Auch haben sich die Ansprüche an die Serie selbstverständlich geändert: der kalte Krieg mit seinen Konfrontationen, die alles in der Gesellschaft durchdrangen, ohne dass man es merkte, existiert nicht mehr so in der alten Form.Die Ansprüche der Macher und Leser an die Serie sateigen, denn auch die Leser werden älter (und klüger) und kennen andere, internationale SF-Werke, an denen sich die Perryserie in gewisser Weise messen muss, sonst würde sie kaum mehr oder gar nicht gelesen.(Abgesehen von den Lesern, die ausschließlich das wöchentliche Heft kaufen und die nicht in der SF-Szene verankert sind. Die nehmen nur das, was sie kriegen können, und stellen keine inhaltlichen Qualitätsforderungen, die schweigende und lesende Mehrheit(?) sozusagen).
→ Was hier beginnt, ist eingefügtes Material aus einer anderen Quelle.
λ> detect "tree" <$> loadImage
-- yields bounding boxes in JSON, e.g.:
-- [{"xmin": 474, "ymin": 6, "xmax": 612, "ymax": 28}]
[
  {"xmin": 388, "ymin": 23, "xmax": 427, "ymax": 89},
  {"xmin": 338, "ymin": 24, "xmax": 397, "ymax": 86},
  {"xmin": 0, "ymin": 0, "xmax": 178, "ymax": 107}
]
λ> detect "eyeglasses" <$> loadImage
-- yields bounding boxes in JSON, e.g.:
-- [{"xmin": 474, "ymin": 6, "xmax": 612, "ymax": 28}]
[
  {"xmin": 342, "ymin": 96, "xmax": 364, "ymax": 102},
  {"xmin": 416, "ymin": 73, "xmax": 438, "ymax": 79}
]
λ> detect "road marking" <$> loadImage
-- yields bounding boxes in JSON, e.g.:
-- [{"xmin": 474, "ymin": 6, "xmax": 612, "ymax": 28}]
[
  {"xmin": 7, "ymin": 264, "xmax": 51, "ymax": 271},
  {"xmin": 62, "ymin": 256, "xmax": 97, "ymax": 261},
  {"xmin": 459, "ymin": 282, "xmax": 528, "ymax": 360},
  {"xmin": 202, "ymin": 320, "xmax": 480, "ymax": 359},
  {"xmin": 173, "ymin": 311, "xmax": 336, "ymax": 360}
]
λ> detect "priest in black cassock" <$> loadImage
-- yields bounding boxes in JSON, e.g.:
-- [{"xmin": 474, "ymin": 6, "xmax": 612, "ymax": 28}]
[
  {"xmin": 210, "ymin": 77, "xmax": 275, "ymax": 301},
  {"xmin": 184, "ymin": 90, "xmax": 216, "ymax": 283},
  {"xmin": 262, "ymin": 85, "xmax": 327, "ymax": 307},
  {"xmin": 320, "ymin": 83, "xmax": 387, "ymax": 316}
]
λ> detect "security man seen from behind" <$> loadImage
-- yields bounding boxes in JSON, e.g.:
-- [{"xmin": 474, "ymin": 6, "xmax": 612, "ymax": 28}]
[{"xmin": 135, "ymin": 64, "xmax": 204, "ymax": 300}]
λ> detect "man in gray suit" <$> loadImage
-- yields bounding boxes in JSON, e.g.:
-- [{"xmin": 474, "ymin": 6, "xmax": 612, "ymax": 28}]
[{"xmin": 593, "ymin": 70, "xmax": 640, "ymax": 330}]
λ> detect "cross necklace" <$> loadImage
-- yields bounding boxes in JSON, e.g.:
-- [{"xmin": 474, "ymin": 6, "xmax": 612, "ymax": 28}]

Also muss der Perry meist weg vom Gut-Böse-Schema aber zum Glück nicht immer.Es ist ja nett, wenn der Leser erfährt, warum der Feind so handelt, wie er es tut und nun auch mitlesend die Motive der Gegner erkennt. Dass aber diese Motive diametral entgegengesetzt sind zu den Interessen der Terraner, das macht den Feind eben doch zum Bösen, solange kein Intereseenausgleich erzielt werden kann – und dazu benötigt man zwei Seiten.
Achtet man von offizieller Seite auf derlei Duinge, dann kann noch immer eine spannende Story mit eindeutigem Feindbild erzeugt und erzählt werden.Bei allem selbstgestellten Anspruch, den man haben mag: es ist Trivialliteratur und sollte auch so agieren.